Applications of Mathematical Modeling

Moreover, using models, one can see the future of our climatic conditions, understand how atoms and particles work, and design and manufacture anything in this world, starting from toy cars to actual cars. It will not just stop there; there are more applications.

Let us see a common example of mathematical modeling: weather forecasting. Given below are the steps:

  1. First comes the laws of physics.
  2. Now, encode them as differential equations, especially the Navier-Stokes equations.
  3. Take weather stations and satellite data to demonstrate accurate weather for the day.
  4. Consider that as an initial condition. Now, use a supercomputer to solve the 24 hours equations. It will provide tomorrow’s weather.
  5. Update the forecast constantly.
  6. Finally, present these results in an understandable form.

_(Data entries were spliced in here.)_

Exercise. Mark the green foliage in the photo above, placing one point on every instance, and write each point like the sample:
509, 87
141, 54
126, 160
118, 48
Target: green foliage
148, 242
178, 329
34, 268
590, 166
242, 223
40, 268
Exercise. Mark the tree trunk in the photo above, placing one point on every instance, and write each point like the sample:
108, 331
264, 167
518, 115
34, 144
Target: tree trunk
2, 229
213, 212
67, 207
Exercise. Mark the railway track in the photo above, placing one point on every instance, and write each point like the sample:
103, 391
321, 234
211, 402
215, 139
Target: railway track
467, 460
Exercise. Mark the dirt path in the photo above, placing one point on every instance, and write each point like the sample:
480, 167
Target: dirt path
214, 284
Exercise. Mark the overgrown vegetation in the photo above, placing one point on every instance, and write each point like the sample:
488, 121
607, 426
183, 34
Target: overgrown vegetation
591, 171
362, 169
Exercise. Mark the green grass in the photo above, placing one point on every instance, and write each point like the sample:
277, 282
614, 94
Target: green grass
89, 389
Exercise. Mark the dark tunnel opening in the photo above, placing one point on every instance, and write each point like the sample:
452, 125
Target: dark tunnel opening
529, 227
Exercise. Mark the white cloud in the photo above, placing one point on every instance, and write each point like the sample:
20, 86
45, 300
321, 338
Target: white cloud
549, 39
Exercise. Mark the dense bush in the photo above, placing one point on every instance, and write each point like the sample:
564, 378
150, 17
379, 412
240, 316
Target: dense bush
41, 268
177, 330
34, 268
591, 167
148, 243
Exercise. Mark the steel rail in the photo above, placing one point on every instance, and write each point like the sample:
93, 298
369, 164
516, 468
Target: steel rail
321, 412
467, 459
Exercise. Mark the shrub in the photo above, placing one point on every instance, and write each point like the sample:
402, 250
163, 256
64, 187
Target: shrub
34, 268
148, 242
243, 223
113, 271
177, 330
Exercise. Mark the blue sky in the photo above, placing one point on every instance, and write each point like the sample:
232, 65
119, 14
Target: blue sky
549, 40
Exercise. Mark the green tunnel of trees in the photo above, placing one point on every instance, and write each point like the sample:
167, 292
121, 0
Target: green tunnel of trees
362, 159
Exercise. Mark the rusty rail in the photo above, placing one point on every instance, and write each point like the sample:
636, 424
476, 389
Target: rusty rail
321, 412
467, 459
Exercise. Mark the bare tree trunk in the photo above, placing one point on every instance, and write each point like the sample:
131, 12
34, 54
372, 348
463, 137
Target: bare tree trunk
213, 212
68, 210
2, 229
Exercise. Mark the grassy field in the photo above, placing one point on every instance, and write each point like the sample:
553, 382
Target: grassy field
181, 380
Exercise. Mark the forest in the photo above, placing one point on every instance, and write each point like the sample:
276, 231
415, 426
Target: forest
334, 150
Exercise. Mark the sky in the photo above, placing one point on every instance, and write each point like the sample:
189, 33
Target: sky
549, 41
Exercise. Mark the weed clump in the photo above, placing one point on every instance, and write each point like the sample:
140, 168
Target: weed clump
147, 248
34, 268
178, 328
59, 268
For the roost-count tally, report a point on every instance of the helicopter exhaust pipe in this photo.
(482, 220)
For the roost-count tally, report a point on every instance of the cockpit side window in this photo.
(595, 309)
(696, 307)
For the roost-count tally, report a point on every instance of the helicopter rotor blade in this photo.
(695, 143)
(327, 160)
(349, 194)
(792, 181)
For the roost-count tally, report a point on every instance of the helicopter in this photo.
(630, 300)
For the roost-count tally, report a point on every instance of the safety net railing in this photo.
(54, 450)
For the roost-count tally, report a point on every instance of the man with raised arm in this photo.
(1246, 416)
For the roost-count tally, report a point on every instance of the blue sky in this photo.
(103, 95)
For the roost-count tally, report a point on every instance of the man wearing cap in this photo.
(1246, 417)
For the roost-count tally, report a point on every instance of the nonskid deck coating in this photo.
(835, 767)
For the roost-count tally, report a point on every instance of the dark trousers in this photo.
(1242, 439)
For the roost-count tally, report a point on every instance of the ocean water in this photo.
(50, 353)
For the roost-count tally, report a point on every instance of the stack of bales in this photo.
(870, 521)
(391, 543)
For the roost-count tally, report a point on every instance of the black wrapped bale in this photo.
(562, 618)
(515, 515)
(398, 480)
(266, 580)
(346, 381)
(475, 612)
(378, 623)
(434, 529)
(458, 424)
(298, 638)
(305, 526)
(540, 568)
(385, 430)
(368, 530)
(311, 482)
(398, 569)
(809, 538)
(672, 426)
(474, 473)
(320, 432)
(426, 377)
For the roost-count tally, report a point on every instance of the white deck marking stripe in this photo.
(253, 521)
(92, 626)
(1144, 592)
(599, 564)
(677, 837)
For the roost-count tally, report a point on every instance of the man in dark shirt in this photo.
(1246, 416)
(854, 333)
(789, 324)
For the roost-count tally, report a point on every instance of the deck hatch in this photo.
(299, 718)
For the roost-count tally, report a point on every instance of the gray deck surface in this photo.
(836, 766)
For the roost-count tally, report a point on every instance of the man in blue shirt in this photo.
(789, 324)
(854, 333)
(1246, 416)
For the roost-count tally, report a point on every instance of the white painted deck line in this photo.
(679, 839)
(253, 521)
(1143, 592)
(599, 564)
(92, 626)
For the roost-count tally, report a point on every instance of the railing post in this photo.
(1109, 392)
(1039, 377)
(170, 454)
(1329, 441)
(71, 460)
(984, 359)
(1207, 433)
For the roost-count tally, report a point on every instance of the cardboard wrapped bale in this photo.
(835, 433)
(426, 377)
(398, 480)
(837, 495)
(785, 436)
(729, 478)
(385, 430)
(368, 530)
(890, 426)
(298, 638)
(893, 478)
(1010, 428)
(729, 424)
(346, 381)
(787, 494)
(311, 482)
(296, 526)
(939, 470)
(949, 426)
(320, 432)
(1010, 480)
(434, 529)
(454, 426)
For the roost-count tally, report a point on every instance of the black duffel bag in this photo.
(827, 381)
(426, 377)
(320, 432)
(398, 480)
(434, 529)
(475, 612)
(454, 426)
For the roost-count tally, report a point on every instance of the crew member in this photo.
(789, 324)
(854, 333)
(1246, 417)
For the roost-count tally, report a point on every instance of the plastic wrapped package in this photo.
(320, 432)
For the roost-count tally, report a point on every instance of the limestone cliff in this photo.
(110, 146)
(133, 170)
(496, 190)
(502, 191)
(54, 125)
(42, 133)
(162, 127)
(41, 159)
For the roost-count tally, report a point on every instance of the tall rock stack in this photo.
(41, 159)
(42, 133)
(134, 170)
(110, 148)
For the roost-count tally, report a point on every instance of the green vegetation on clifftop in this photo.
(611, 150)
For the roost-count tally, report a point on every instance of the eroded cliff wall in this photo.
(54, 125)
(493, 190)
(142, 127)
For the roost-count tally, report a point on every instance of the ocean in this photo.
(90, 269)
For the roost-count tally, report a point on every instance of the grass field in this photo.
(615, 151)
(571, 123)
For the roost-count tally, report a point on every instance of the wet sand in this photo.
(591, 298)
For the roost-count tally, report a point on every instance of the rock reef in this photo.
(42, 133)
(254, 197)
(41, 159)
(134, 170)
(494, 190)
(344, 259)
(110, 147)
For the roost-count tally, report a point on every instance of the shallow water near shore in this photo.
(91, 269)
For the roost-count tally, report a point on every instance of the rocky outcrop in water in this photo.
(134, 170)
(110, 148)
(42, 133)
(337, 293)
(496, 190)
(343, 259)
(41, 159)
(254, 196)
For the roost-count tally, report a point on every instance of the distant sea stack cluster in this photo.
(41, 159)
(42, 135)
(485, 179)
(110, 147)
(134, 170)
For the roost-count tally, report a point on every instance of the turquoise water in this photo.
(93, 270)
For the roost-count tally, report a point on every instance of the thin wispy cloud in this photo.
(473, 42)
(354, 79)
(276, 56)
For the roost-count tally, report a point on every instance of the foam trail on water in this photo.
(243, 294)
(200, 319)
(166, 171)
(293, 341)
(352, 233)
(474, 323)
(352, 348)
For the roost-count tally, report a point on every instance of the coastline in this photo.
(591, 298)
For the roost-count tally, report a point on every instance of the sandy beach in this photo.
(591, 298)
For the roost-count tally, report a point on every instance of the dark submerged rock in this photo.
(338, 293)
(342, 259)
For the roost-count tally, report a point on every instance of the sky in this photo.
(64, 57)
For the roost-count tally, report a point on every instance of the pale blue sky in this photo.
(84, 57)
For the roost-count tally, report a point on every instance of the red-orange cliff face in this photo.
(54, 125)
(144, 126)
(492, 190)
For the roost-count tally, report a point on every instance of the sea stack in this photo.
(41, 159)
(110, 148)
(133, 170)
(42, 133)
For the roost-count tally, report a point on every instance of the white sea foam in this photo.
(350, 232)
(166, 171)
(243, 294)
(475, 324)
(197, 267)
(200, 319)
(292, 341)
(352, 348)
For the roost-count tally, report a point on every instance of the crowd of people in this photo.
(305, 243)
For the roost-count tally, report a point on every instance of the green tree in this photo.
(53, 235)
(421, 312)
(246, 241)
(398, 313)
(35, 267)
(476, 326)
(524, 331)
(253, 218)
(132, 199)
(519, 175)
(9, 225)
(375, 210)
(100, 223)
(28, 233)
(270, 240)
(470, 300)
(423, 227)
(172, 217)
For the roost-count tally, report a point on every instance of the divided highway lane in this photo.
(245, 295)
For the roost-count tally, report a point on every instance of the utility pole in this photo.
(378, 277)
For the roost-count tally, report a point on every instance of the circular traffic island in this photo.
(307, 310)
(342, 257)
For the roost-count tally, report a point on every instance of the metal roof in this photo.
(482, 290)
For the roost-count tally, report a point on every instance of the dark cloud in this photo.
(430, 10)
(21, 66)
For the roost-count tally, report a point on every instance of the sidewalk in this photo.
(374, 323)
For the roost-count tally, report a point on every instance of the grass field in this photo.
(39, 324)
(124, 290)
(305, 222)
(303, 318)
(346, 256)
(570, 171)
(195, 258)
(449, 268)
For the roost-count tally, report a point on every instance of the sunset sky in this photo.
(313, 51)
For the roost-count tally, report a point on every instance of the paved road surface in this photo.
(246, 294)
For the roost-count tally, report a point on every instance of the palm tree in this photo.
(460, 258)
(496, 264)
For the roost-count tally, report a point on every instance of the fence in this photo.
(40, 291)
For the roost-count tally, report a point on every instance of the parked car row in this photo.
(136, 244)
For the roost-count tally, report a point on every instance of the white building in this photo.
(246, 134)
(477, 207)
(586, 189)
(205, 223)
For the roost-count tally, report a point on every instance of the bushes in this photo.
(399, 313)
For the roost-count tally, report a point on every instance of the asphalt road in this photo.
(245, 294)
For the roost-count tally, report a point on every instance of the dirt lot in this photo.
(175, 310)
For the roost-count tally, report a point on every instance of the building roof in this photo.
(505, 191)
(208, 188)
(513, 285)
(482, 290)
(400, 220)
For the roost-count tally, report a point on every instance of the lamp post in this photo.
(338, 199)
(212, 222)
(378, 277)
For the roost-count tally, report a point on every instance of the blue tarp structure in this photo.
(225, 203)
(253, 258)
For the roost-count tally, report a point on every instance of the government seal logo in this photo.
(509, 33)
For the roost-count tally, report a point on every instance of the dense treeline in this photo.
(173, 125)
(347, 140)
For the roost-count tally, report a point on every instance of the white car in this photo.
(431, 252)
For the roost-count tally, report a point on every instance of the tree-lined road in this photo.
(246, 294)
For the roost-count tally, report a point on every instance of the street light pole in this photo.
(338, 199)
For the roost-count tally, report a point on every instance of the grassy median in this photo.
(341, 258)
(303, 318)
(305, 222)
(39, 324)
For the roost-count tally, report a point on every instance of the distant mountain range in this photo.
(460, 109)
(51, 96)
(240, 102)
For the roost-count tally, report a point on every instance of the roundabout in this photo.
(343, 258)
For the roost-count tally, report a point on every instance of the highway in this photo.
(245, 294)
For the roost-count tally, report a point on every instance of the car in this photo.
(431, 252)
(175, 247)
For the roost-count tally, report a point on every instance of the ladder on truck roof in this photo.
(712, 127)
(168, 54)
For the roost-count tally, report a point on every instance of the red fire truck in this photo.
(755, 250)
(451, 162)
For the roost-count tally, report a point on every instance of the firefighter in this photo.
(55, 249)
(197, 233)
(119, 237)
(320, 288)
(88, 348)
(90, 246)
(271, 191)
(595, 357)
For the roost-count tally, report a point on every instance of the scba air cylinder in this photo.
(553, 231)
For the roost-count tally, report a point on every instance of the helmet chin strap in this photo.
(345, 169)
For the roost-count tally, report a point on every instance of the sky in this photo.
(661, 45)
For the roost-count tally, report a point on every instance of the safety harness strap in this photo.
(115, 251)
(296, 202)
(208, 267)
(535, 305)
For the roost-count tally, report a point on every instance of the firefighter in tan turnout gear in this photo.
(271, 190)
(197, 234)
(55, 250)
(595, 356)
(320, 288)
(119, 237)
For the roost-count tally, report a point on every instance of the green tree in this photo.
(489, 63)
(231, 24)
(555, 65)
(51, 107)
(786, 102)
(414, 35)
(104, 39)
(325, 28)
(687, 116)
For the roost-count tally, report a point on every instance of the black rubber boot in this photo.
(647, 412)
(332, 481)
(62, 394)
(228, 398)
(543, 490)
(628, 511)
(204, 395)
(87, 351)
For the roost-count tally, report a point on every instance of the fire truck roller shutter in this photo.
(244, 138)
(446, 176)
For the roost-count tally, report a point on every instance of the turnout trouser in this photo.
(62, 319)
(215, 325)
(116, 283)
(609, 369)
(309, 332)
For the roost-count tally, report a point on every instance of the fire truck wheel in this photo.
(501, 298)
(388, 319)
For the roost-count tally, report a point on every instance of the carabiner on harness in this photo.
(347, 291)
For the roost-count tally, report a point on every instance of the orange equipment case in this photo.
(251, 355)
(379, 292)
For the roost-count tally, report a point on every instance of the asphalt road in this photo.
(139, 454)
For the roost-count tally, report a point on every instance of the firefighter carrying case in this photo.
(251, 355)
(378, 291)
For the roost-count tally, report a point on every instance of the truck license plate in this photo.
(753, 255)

In addition, people claim this method is a failure, although it is not. Despite rumors, this process works fine. It may not predict weather conditions for a long-term period. However, it works well in the short term. Moreover, it is a special case method. It is mainly useful for general processes of mathematical modeling.

It can be described as follows:

  1. Talk to the people and identify the problem.
  2. Clarify the scientific method involved.
  3. Formulate it mathematically.
  4. With the help of a computer, try solving the math.
  5. Start concluding.
  6. Explains the results.

Apart from weather forecasting, there are several applications as well. The following are some of them:

  • Design and develop any vehicle models, starting from cars to spaceships.
  • Develop new medicines.
  • Controlling electricity supply network.
  • It helps in establishing the cause of any natural or manmade disaster.
  • Provides pressure and temperature conditions in the workplace, etc.

Creating a Simulation

Simulation is very different from a model. Under this topic, we will discuss mathematical simulations. In the simulation, one tends to find the accuracy of any working model mainly using various types of software. One will try to obtain more details using it.

For example, we could gather information regarding how long a car will last. It is possible to test the car without damaging it. It only requires software. Some of the most common ones are ANSYS, Fusion 360, etc. The most interesting part is that one can analyze buildings and bridges without even constructing them. It is also possible by various means of computer simulation.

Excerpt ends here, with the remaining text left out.